En la base ya era otra cosa. Las paredes de los retretes estaban llenas de pintadas racistas: "Prefiero un cara amarilla a un morenito" era la más frecuente. Cuando en portada de la revista TIME aparecía algún líder de patrulla negro, por la mañana se encontraba una cruz ardiendo del Ku Kus Klan junto a su tienda de campaña. Había peleas entre blancos y negros. A veces echaban mano a las armas. A partir de 1968 la situación empeoró. En julio de 1969 se produjeron disturbios raciales en el campamento de los Marines de Lejeune, en Carolina del Norte.

Bailando Bop
Los hombres que habían sido hermanos de sangre en el combate no dejaban de pronto de serlo tras las líneas. Pero los negros y los blancos no solían alternar juntos. Era una simple cuestión de gustos.
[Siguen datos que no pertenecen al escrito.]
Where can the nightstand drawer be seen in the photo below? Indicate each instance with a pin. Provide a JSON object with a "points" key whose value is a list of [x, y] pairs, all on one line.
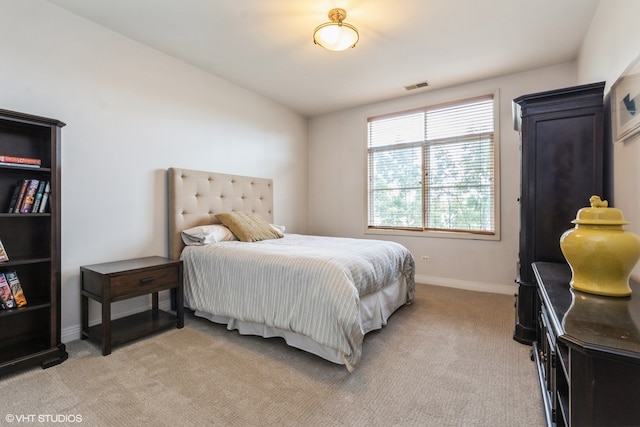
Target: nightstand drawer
{"points": [[144, 282]]}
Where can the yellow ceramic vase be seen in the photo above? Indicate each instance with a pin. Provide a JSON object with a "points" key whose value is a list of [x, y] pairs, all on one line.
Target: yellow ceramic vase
{"points": [[599, 251]]}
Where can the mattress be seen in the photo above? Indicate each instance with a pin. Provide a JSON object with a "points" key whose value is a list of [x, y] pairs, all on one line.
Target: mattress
{"points": [[314, 291]]}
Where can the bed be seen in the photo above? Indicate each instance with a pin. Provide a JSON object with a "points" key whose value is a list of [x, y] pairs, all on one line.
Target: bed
{"points": [[321, 294]]}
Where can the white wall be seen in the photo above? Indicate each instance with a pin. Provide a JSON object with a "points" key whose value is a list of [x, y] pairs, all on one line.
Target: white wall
{"points": [[610, 46], [337, 182], [131, 113]]}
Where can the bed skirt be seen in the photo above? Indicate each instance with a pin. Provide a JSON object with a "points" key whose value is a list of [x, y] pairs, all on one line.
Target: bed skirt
{"points": [[375, 310]]}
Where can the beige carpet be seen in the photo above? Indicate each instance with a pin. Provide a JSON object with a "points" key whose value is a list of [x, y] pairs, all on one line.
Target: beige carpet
{"points": [[446, 360]]}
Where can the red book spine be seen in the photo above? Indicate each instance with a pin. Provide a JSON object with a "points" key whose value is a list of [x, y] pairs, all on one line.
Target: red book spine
{"points": [[30, 196], [21, 160]]}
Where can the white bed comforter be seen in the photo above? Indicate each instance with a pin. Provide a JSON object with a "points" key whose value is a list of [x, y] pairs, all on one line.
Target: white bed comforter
{"points": [[310, 285]]}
Los negros no soportaban la música rústica y montañesa de los "cuellirojos". El blanco no quería oír el funky soul.

En Saigón, los negros estaban en "Soulsville", los bares y los burdeles de Khan Hoi . El equivalente blanco, Tu Do, no estaba exactamente fuera de límites, pero las miradas que uno recibía en esos bares de Tu Do … macho, dolían más que una Claymore.

"Soulsville" estaba donde debía. Todo era genuino. Un hombre podía bailar bop o charlar con un negro frente a un plato de comida "soul". Incluso las fulanillas eran más morenas, chicas camboyanas de piel oscura o hijas de soldados senegaleses traídos a Vietnam por los franceses. En Soulsville junto a aquellos sones de dulce música soul, un negro podía por un momento sentirse libre de blancos y de la guerra.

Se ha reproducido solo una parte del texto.